À travers, tout cela, direz-vous que vous êtes de gauche ou de droite ?

Je ne sais pas ce que ça veut dire. J’ai toujours entendu parler de la droite et de la gauche, je ne sais pas ce que ça veut dire. Toutefois ce que je sais, c’est qu’il faut sauver l’humain. Il faut sauver l’humain en lui apportant des conditions de vie meilleures.
Patrie – Philosophie – Écriture – Foi
Patrie, c’est ce que nous perdons aujourd’hui.
Philosophie, c’est ce qui libère tout en étant attentif à soi.
Écriture, c’est la voie de la libération de soi. On ne se libère que par l’écriture.
La Foi, une façon de penser davantage.
Un message pour la jeunesse, ceux qui nous lisent ?
Message à tous les haïtiens, pas seulement à la jeunesse. On ne sait même plus ce qu’est la jeunesse, car c’est une notion très reprise et très peu définie. On a consacré un ancien député de 53 ans de jeune entrepreneur. Ce que je dirai à mes compatriotes, il faut nourrir l’espérance de notre libération. Autant que l’existence est possible, autant que l’action est possible, l’espérance est là. Il faut espérer pour voir autrement. Voir les choses autrement. Voir tous les possibles de l’existence, par-là passer à autre chose qui serait plus réjouissante.

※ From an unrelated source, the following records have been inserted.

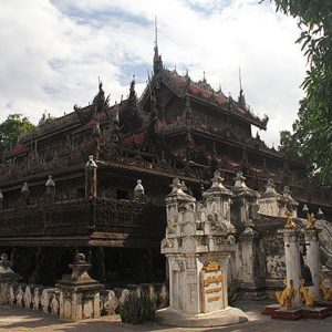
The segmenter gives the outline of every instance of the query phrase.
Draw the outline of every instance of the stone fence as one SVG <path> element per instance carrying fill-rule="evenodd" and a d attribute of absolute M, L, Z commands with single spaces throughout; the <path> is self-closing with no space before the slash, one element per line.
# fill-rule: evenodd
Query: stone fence
<path fill-rule="evenodd" d="M 165 283 L 127 284 L 126 288 L 104 289 L 85 273 L 90 264 L 85 262 L 82 253 L 79 255 L 83 260 L 75 260 L 71 264 L 73 273 L 63 276 L 54 288 L 18 282 L 20 277 L 11 270 L 7 255 L 2 255 L 0 304 L 42 311 L 74 321 L 116 314 L 117 308 L 125 302 L 131 292 L 145 292 L 156 301 L 157 309 L 168 307 L 169 294 Z M 101 287 L 92 288 L 95 284 Z"/>
<path fill-rule="evenodd" d="M 157 309 L 168 307 L 168 290 L 165 283 L 128 284 L 126 288 L 104 289 L 100 292 L 100 314 L 112 315 L 116 313 L 120 304 L 124 303 L 129 292 L 143 291 L 151 299 L 157 300 Z M 20 282 L 1 283 L 0 292 L 2 305 L 19 307 L 42 311 L 54 315 L 60 314 L 60 290 L 41 284 L 25 284 Z"/>

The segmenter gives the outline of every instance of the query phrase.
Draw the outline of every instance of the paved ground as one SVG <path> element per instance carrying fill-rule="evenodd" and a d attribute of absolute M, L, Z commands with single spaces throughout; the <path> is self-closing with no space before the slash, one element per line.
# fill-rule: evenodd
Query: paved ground
<path fill-rule="evenodd" d="M 160 326 L 156 323 L 129 325 L 121 323 L 118 317 L 90 320 L 80 323 L 64 322 L 54 317 L 33 312 L 21 308 L 0 308 L 0 331 L 65 331 L 65 332 L 126 332 L 126 331 L 221 331 L 221 332 L 331 332 L 332 317 L 324 320 L 300 320 L 293 322 L 276 321 L 260 314 L 264 307 L 262 302 L 238 303 L 249 317 L 249 322 L 215 329 L 174 329 Z"/>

« Nourrir l’espérance de notre libération. » Cette réalité, beaucoup l’ont oubliée à un point tel qu’elle est devenue une ombre du passé. Malgré tout cela, d’aucuns restent positifs et souhaitent un changement à la situation actuelle. Et le message, que nous laisse le Dr en philosophie, Edelyn Dorismond, est une piqûre de rappel qui en quelque sorte fait écho au message de la CEH (Conférence des Évêques Haïtiens) : ne vous laissez pas voler votre espérance. Il faut trouver, une porte de sortie à cette colonialité qui ne fait que ronger notre société. Malheureusement, nous ne saurions y arriver qu’ensemble, mais pour l’heure le « men nan lamen » n’est pas à l’ordre du jour.